Door enkel op één incident te focussen gooien we het kind met het badwater weg. Mijn voorstel is om twee zaken (radicaal?) anders te doen in 2023.

  1. Bij elk incident maken we eerst een gedegen analyse van wat er is misgegaan en waardoor dat komt.
  2. We lossen het op door het roer een klein beetje bij te sturen in plaats van 180 graden de andere kant op (en ja, ik weet dat de roep om een radicale herziening van de Participatiewet groot is, daar zal ik verderop bij stil staan).

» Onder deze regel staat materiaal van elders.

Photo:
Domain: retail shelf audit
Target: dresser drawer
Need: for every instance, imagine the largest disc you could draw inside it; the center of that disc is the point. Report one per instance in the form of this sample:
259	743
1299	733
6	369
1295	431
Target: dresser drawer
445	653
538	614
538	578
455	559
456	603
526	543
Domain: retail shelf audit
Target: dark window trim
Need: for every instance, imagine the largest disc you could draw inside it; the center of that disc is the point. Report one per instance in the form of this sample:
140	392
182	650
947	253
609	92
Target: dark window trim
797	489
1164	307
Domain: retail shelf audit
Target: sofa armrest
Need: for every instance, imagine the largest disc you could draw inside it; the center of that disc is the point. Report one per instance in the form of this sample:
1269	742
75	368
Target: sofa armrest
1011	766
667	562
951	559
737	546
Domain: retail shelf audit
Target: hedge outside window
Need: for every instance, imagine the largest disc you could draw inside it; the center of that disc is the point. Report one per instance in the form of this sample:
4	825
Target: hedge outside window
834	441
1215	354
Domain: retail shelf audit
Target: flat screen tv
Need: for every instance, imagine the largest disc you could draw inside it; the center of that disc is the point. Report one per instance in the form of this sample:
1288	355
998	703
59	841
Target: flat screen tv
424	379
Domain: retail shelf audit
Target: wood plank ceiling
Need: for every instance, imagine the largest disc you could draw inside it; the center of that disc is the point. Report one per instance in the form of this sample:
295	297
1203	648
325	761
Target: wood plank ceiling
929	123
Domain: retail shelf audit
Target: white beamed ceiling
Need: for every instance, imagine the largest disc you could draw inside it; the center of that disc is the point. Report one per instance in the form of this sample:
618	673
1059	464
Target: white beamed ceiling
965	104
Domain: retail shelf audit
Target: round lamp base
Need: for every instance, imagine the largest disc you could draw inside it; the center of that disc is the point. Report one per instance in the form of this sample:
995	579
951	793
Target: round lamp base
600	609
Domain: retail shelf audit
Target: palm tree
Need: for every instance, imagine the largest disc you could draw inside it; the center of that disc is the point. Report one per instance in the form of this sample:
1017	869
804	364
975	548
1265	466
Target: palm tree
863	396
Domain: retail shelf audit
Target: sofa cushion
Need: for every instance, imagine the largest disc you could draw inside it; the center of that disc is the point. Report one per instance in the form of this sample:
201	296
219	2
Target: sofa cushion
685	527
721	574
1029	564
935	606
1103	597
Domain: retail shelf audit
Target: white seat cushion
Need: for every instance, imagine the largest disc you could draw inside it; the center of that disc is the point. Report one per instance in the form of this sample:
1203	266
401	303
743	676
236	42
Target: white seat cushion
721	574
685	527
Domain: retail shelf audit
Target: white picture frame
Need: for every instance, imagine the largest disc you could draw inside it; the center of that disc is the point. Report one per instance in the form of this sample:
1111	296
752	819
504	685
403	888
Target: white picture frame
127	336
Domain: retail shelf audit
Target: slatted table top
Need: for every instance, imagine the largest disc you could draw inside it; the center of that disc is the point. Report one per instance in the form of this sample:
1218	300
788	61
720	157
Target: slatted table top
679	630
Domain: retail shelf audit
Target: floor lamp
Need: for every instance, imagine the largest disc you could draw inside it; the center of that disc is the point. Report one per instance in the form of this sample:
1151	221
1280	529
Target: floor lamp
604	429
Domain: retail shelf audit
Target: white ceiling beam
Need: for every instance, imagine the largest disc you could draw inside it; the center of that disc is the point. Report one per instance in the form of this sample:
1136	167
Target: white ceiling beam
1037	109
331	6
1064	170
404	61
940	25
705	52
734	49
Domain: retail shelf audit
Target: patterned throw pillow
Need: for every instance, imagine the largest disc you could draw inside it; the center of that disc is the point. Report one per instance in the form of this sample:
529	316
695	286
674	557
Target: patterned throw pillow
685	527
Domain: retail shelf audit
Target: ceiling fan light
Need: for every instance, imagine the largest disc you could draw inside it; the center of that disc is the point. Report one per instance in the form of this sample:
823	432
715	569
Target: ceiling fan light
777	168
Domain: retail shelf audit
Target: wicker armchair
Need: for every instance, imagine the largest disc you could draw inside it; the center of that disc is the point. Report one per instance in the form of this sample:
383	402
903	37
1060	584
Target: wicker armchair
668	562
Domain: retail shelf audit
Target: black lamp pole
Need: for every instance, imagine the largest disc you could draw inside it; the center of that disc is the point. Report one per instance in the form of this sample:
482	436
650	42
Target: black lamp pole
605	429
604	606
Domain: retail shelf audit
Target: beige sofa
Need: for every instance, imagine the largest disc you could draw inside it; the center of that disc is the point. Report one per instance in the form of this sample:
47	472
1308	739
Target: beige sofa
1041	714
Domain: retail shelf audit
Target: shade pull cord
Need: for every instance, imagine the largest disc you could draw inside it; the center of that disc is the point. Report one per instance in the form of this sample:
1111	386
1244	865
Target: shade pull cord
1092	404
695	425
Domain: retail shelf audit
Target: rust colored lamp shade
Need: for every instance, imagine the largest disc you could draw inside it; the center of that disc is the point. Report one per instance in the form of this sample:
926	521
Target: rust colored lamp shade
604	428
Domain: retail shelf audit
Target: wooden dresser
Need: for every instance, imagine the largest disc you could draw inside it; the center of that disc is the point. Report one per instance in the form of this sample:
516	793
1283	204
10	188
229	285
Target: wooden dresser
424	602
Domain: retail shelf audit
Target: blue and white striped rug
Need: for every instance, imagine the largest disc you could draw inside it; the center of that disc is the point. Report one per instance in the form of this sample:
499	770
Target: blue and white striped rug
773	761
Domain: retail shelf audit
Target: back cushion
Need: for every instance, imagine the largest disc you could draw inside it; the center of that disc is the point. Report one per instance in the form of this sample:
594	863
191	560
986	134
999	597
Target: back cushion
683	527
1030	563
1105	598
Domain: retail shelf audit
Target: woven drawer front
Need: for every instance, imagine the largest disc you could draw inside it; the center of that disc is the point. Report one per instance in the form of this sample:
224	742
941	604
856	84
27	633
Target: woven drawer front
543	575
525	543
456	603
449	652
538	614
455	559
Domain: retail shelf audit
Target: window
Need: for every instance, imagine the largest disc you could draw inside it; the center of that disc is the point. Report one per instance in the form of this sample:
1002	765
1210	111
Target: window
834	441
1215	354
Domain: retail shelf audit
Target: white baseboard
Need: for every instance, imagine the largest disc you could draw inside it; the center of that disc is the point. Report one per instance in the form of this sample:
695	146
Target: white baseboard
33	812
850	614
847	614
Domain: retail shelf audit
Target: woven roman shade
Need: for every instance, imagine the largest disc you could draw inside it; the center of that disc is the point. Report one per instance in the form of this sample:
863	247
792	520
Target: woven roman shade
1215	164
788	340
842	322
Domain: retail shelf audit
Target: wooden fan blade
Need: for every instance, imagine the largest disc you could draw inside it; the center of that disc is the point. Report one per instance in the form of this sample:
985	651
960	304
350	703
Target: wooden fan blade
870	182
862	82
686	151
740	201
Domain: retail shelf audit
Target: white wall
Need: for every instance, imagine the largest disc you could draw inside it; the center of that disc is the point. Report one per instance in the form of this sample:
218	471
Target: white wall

Wat is er precies misgegaan?

Deze vraag klinkt als een open deur, maar toch stellen we hem in de praktijk te weinig. Daarvoor wil ik even teruggrijpen naar de ‘boodschappenaffaire’. Het kan niemand ontgaan zijn dat er iets is gebeurd met een uitkering, boodschappen en terugbetalen, maar weinig mensen weten wát precies. En daar zit een eerste pijnpunt wat mij betreft. Veel mensen hebben een behoorlijk stellige mening verkondigd over wat er is misgegaan in deze casus, maar slechts weinig mensen hebben de vraag gesteld wat er nu precies gebeurd is. De informatie in de media was te beperkt om op basis daarvan steekhoudende conclusies te kunnen trekken, dus de ontbrekende informatie hebben mensen voor zichzelf ingevuld. Dit gebeurt automatisch zonder dat we ons daar over het algemeen van bewust zijn. In de psychologie noemen ze dit de availability bias, dat wil zeggen dat we besluiten nemen (of meningen vormen) op basis van beschikbare informatie zonder ons af te vragen wat we níét weten. De ontbrekende informatie vullen we zelf aan, op basis van ons eigen referentiekader. In de praktijk kan dat heel ongelukkig uitpakken, omdat de informatie die we zelf aanvullen niet altijd correct is.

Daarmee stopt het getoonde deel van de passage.